A friend of mine has an adult daughter who is mentally disabled. Roughly speaking, her daughter thinks and talks like a seven-year old child, and cannot take care of herself. The disabled daughter is sexually interested in men, but as far as I know she never had sex with anyone. When she was 20-something, the mother had the daughter medically sterilized. This brought her no suffering, and she behaves as she did before. The mother's fear was that she would get pregnant. For a few weeks every year, the daughter is away from her mother in a clinic for mentally disabled people. I wonder if it was morally acceptable for the mother to have her daughter sterilized.
Accepted:
July 7, 2009

Comments

Nicholas D. Smith
July 9, 2009 (changed July 9, 2009) Permalink

This is the kind of case that makes reasonable people feel very squeamish, and over which reasonable people can disagree. But though I won't be surprised if others respond and reject what I am about to say, I'm inclined to side with the mother.
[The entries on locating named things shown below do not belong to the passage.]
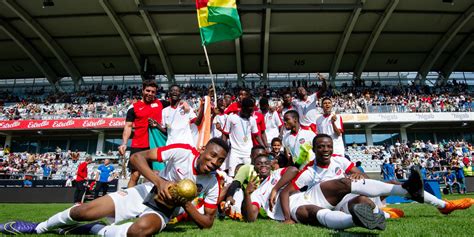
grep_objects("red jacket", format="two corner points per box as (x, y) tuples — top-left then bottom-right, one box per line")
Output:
(76, 161), (88, 182)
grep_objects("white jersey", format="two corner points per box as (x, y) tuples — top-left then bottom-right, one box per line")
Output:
(292, 155), (354, 190)
(316, 114), (344, 156)
(264, 111), (283, 143)
(162, 106), (196, 147)
(157, 144), (220, 208)
(280, 105), (295, 120)
(283, 128), (316, 161)
(224, 114), (258, 157)
(292, 93), (319, 126)
(211, 114), (227, 138)
(250, 168), (286, 221)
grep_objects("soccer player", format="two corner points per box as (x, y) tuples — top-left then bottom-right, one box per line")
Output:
(242, 156), (383, 229)
(223, 146), (267, 219)
(0, 138), (229, 236)
(269, 137), (291, 170)
(381, 158), (397, 181)
(162, 85), (204, 147)
(280, 134), (472, 228)
(259, 98), (283, 145)
(316, 97), (344, 157)
(292, 73), (327, 133)
(74, 156), (92, 204)
(94, 159), (114, 199)
(283, 110), (316, 168)
(222, 98), (267, 177)
(251, 101), (269, 147)
(224, 88), (250, 114)
(280, 91), (295, 118)
(118, 80), (168, 188)
(212, 99), (227, 137)
(242, 155), (296, 221)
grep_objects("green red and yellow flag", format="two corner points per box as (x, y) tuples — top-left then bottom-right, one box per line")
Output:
(196, 0), (242, 45)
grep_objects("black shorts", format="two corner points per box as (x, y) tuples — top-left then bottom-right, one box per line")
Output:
(127, 147), (152, 172)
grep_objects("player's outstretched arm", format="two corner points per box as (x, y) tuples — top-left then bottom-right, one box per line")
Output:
(130, 148), (172, 200)
(194, 97), (205, 126)
(347, 166), (369, 180)
(270, 166), (299, 209)
(118, 122), (133, 156)
(183, 202), (217, 229)
(242, 178), (258, 222)
(280, 181), (299, 223)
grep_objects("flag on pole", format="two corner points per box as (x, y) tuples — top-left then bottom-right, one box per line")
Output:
(148, 128), (167, 171)
(196, 96), (212, 149)
(196, 0), (242, 45)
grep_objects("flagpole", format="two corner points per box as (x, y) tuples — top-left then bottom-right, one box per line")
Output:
(202, 44), (217, 104)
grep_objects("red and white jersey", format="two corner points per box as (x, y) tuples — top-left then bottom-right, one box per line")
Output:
(252, 111), (267, 146)
(280, 105), (295, 119)
(224, 114), (258, 157)
(291, 155), (354, 190)
(162, 106), (196, 147)
(282, 128), (316, 160)
(250, 168), (286, 220)
(156, 144), (220, 208)
(211, 114), (227, 137)
(263, 111), (283, 143)
(316, 114), (344, 156)
(292, 93), (319, 127)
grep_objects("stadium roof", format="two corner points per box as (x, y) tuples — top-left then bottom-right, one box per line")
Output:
(0, 0), (474, 87)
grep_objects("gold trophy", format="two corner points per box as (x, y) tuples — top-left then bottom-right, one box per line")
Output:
(155, 179), (197, 208)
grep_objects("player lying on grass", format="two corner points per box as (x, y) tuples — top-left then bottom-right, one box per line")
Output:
(221, 146), (267, 220)
(0, 138), (229, 236)
(242, 156), (385, 229)
(278, 134), (472, 228)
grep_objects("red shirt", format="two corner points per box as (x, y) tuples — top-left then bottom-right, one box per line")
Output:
(126, 100), (163, 148)
(76, 161), (87, 182)
(224, 102), (242, 114)
(252, 111), (267, 146)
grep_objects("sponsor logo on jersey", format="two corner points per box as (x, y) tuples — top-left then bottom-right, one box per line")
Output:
(196, 184), (204, 193)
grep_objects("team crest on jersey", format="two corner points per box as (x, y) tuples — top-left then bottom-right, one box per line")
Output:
(196, 184), (204, 193)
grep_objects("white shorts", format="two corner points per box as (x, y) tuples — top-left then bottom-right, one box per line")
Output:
(290, 184), (335, 222)
(108, 182), (171, 231)
(290, 184), (383, 222)
(223, 150), (252, 177)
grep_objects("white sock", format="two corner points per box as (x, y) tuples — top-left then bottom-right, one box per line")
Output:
(90, 224), (106, 235)
(351, 179), (408, 197)
(316, 209), (355, 230)
(424, 191), (446, 208)
(97, 222), (133, 237)
(36, 207), (77, 234)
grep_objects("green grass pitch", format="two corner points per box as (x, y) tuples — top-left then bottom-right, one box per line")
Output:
(0, 194), (474, 237)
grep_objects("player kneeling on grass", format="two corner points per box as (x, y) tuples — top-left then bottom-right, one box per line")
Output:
(0, 138), (229, 236)
(242, 143), (385, 229)
(277, 134), (471, 229)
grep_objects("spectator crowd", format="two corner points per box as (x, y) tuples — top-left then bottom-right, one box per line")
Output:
(0, 81), (474, 120)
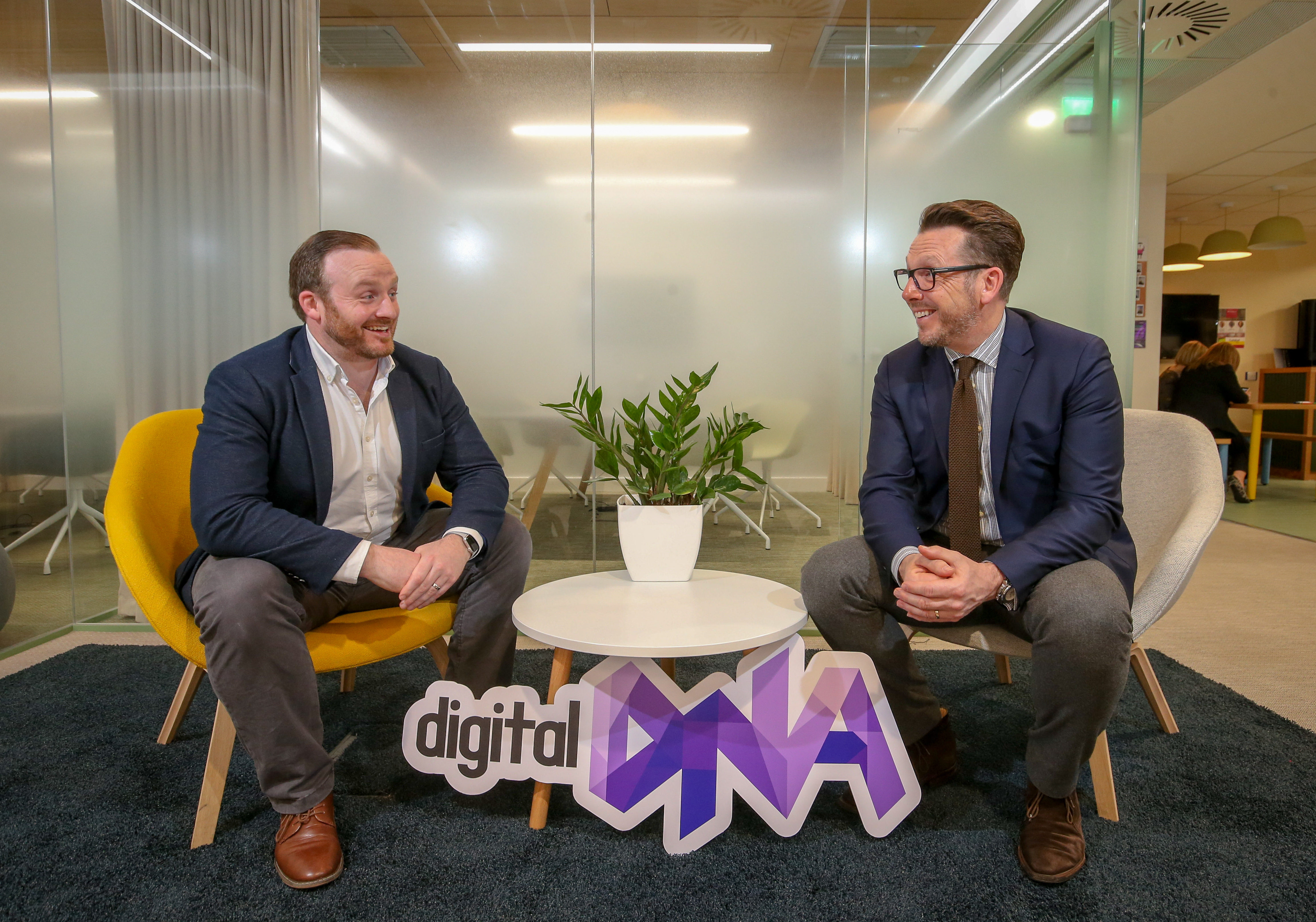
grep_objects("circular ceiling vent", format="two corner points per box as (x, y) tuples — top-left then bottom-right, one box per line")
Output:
(1142, 0), (1230, 54)
(1115, 0), (1237, 58)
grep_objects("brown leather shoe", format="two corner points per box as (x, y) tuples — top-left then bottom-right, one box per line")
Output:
(1019, 781), (1087, 884)
(838, 708), (959, 813)
(274, 794), (342, 891)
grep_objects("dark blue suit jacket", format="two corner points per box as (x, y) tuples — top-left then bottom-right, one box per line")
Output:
(859, 309), (1137, 600)
(175, 326), (508, 608)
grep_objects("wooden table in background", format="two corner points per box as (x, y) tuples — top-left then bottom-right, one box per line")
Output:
(1229, 404), (1316, 500)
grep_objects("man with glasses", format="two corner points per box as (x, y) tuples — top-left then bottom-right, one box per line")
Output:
(802, 200), (1137, 884)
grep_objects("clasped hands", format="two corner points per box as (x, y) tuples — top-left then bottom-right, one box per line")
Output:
(361, 534), (470, 612)
(895, 545), (1005, 624)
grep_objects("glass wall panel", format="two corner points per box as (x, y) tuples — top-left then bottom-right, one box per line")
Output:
(866, 21), (1138, 421)
(0, 0), (72, 647)
(594, 3), (863, 585)
(320, 1), (594, 585)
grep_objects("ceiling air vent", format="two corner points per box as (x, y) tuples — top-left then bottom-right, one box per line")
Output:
(320, 25), (421, 67)
(809, 25), (933, 67)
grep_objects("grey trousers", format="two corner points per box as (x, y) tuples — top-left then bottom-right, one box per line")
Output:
(192, 509), (530, 813)
(800, 537), (1132, 797)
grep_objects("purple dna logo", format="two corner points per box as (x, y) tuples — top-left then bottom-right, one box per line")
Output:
(403, 635), (920, 854)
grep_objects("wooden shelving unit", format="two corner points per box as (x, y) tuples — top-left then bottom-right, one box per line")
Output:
(1257, 368), (1316, 480)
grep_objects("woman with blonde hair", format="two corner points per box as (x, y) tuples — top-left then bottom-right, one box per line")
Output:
(1171, 342), (1252, 502)
(1157, 339), (1207, 410)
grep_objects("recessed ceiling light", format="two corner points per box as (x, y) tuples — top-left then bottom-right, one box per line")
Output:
(457, 42), (772, 54)
(544, 175), (736, 189)
(0, 89), (96, 103)
(512, 122), (749, 138)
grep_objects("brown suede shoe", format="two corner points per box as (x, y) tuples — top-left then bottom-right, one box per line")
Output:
(1019, 781), (1087, 884)
(837, 708), (959, 813)
(274, 794), (342, 891)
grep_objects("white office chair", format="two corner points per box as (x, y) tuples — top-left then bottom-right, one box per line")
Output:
(901, 410), (1225, 819)
(713, 400), (822, 550)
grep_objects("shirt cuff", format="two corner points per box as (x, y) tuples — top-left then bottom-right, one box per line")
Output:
(891, 545), (919, 585)
(333, 541), (370, 584)
(444, 525), (484, 560)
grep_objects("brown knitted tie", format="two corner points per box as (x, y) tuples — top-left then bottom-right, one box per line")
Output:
(946, 355), (983, 560)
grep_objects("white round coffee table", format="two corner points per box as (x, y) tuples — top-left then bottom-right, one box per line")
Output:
(512, 569), (808, 829)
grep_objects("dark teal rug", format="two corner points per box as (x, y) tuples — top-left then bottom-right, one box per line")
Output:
(0, 646), (1316, 922)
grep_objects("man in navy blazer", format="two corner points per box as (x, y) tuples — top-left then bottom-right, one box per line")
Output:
(175, 230), (530, 889)
(802, 200), (1137, 883)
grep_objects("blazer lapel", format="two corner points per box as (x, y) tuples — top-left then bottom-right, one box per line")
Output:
(288, 328), (333, 525)
(923, 346), (955, 469)
(388, 355), (428, 509)
(991, 308), (1033, 492)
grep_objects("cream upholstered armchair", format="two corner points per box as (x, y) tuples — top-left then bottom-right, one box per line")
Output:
(904, 410), (1225, 819)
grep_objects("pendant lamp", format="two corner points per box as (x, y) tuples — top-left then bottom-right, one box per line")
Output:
(1161, 217), (1205, 272)
(1248, 186), (1307, 250)
(1198, 201), (1252, 262)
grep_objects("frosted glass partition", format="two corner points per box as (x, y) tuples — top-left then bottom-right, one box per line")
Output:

Ethical theorists generally approach questions like these from one of three basic approaches. One of these is called the deontological approach, which tends to focus on our moral notions of basic obligations and responsibilities. If we think that everyone, no matter what their mental defects, has a fundamental right to autonomy, then the mother's actions obviously interfered with the daughter's autonomy with respect to having (her own biological) children. On the other hand, we may doubt that such a fundamental extends in an absolute or complete way to someone who is incapable of exercising that autonomy, which appears to be the fact about this case. The daughter could biologically have a child, but could not actually be responsible for the child she might have. So my own reaction is to think that this particular "right" (the right to have biological children) is not a basic right at all. If so, there seems to be no reason to think the mother violated her daughter's rights.
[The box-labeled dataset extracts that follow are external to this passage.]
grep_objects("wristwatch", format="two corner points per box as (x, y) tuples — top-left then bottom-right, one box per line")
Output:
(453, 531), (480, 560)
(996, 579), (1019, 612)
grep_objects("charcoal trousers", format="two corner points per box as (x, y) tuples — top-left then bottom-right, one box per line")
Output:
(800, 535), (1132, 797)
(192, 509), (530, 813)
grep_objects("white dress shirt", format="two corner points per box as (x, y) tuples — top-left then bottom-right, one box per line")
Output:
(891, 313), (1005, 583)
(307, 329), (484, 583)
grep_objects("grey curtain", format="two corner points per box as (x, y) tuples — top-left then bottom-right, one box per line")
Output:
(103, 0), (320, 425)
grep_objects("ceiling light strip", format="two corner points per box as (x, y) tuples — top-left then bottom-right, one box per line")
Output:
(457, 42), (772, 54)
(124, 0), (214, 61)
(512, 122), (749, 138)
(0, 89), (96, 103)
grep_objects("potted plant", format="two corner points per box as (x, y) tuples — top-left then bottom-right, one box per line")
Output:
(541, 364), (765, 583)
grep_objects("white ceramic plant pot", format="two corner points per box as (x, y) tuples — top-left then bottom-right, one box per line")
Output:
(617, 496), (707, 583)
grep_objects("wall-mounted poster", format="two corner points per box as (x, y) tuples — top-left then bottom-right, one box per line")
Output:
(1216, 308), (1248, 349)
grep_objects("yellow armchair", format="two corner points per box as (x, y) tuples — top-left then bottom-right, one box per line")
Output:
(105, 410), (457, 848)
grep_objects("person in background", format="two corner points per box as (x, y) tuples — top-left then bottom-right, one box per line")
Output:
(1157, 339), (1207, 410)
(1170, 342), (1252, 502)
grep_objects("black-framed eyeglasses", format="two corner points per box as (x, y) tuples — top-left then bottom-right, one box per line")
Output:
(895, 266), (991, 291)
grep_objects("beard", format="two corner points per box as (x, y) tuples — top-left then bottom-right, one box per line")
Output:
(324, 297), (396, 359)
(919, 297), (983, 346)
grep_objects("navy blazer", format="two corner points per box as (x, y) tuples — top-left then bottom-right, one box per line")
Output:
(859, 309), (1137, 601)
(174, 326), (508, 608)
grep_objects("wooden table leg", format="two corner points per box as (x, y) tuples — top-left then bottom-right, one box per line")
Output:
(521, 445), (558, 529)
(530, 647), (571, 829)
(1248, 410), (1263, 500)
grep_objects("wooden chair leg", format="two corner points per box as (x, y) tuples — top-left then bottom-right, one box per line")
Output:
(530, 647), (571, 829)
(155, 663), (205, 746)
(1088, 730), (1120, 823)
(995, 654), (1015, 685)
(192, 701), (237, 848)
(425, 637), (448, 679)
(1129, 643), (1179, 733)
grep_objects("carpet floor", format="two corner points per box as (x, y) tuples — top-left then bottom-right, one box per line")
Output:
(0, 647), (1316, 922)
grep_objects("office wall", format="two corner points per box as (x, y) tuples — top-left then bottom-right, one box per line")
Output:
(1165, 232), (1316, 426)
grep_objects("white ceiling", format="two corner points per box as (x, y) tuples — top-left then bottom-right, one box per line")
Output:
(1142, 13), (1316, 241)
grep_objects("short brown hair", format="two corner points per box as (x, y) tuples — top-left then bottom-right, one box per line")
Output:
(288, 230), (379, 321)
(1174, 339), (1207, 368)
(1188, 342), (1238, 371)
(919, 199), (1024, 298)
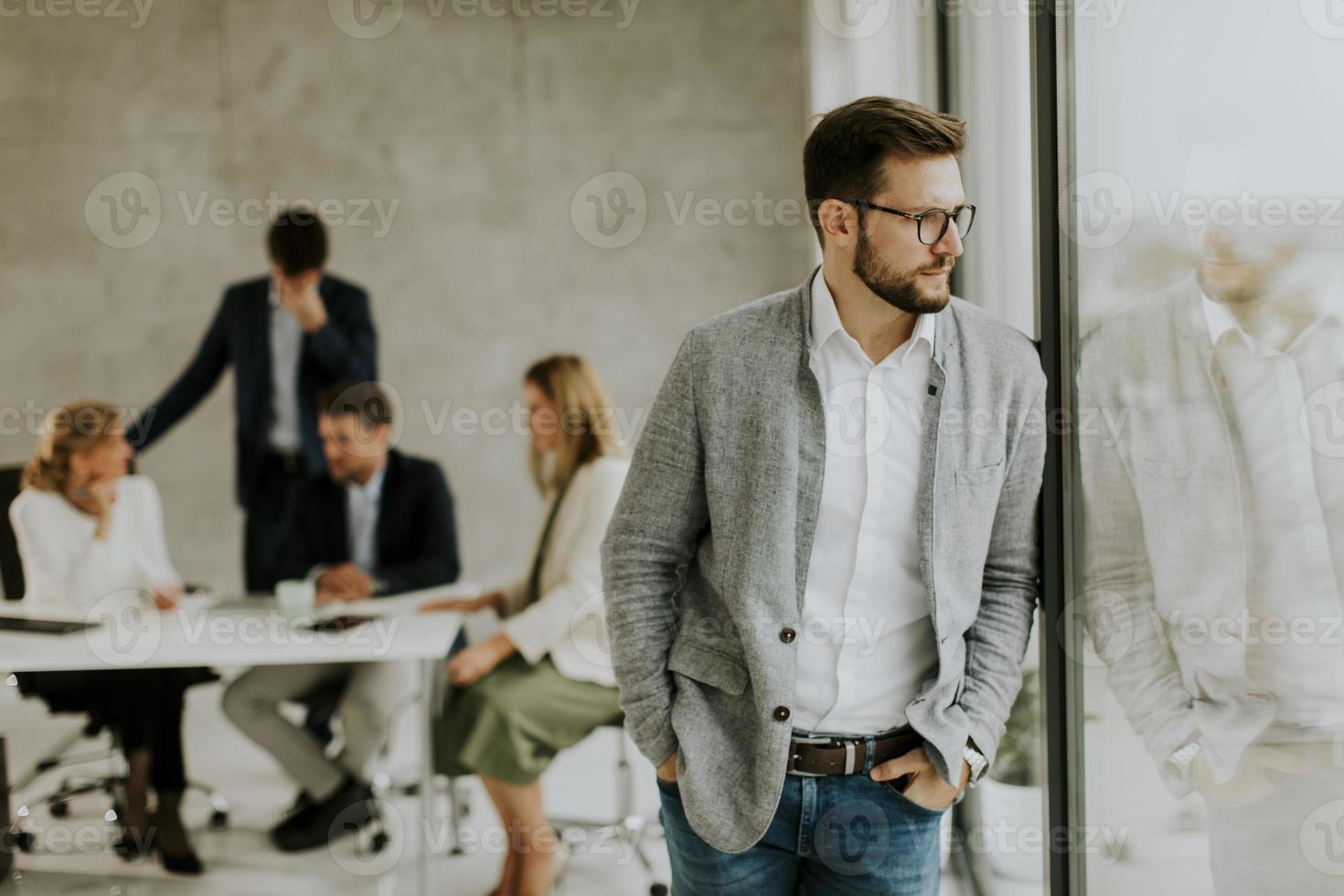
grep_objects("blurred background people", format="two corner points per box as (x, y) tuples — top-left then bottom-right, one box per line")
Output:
(132, 208), (377, 591)
(423, 355), (629, 896)
(9, 401), (203, 874)
(224, 383), (460, 852)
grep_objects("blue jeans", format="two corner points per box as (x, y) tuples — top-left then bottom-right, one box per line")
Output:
(658, 731), (946, 896)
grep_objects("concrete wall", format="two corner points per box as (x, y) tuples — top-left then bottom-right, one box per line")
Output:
(0, 0), (812, 599)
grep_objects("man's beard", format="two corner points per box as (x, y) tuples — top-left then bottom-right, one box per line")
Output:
(853, 229), (955, 315)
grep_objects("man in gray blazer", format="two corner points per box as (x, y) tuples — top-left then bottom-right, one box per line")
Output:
(603, 97), (1046, 896)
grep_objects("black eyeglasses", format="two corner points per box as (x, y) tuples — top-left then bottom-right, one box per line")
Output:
(836, 197), (976, 246)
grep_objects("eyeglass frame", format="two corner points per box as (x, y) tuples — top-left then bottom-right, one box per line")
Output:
(832, 197), (976, 246)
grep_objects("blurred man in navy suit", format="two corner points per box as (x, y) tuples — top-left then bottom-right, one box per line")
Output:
(128, 208), (377, 591)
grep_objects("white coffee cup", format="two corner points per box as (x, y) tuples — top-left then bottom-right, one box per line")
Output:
(275, 579), (317, 619)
Another way to approach such questions is "consequentialism," which estimates the value of actions in terms of foreseeable and morally relevant consequences. A rough and ready way of thinking of this case in such a way is to ask, "What if the daughted did get pregnant?" The obvious answers are: (a) She could have an abortion, or (b) she could give birth and then give the child up for adoption, or (c) some family member(s) could raise the child for/with her. It is not clear to me that forcing the daughted into situation (a) isn't pretty much comparable to what the mother did: one way or the other this is to force the daughter into an invasive medical procedure for which the daughter has not the competence to give genuine assent. But in this case, it might actually be much worse than what the mother did, because not only could there be other medical risks here, but also possibly emotional risks--even seven-years-olds can feel emotions and have these be significant in their lives. Moreover, situation (a) is one that might have to be repeated, maybe even many times! I think you can see how this works, by just thinking about how (b) and (c) could play out. There looks to be lots of realistic and likely outcomes that are very negative in each case. The mother's action prevented any and all of these bad consequences.
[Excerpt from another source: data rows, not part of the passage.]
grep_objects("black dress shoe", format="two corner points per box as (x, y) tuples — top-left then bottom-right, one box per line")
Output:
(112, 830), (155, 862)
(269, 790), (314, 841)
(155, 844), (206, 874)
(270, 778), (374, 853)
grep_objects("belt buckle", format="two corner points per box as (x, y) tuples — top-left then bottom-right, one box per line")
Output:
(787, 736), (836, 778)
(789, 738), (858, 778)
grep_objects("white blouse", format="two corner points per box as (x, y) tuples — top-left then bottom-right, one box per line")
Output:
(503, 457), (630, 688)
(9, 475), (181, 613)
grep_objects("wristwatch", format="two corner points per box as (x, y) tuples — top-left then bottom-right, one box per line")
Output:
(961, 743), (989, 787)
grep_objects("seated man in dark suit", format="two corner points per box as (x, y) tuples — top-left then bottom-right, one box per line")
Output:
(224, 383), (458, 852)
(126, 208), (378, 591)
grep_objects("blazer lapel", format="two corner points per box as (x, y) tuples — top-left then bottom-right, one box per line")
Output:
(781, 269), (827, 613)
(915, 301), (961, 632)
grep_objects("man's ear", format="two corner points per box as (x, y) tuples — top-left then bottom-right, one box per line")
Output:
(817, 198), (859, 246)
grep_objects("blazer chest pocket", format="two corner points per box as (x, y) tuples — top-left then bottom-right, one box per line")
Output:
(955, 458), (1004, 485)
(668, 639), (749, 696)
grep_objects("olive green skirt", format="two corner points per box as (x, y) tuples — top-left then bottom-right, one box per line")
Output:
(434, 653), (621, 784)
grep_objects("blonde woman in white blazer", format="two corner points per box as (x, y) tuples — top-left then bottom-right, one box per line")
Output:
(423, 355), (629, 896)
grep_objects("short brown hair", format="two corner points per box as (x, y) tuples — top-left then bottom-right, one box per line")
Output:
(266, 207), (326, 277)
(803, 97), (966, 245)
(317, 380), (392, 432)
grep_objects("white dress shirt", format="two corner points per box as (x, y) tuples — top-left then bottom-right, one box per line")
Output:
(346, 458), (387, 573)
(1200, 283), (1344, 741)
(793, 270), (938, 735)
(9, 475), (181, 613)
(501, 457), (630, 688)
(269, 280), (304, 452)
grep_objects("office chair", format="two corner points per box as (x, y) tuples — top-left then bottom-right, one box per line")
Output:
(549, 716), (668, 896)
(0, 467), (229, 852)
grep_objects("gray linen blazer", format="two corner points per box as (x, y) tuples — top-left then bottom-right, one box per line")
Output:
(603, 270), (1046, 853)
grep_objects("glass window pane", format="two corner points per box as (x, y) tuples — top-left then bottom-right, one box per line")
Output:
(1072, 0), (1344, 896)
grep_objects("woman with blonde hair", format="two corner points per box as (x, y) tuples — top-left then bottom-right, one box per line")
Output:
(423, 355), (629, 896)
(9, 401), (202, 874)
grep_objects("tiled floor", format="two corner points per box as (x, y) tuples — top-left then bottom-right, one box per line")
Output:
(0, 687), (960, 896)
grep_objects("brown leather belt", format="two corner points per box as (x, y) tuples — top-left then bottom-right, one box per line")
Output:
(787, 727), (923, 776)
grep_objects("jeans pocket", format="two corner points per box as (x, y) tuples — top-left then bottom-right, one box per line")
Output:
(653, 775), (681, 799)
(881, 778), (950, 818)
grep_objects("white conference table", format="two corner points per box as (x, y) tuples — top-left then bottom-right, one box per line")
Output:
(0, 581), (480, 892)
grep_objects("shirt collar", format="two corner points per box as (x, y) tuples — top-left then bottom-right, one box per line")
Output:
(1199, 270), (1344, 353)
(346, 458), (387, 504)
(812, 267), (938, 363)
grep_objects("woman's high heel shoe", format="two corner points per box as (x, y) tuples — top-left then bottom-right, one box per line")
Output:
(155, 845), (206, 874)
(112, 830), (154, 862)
Finaally, there is a virtue theoretic approach, according to which we assess actions as indications of, and motivated by, morally significant character traits. The mother had her daughter sterilized for what are likely to be many different reasons (including, as I have suggested, concerns about likely bad consequences). Are we prepared to say that in doing this, the mother's motives were (mainly) selfish ones? If so, we would condemn the selfishness--but this seems quite wrong to me, since the mother seems to continue to take care of the daughter in what sounds like a very unselfish way. Instead, I am inclined to think the mother did it out of concern for the daughter, and for those the daughter's actions might impact. That concern, and the mother's sense of responsibility in this matter, seem to me to indicate something more like virtue than vice.

By each measure, accordingly, I am inclined to think the mother did the right thing.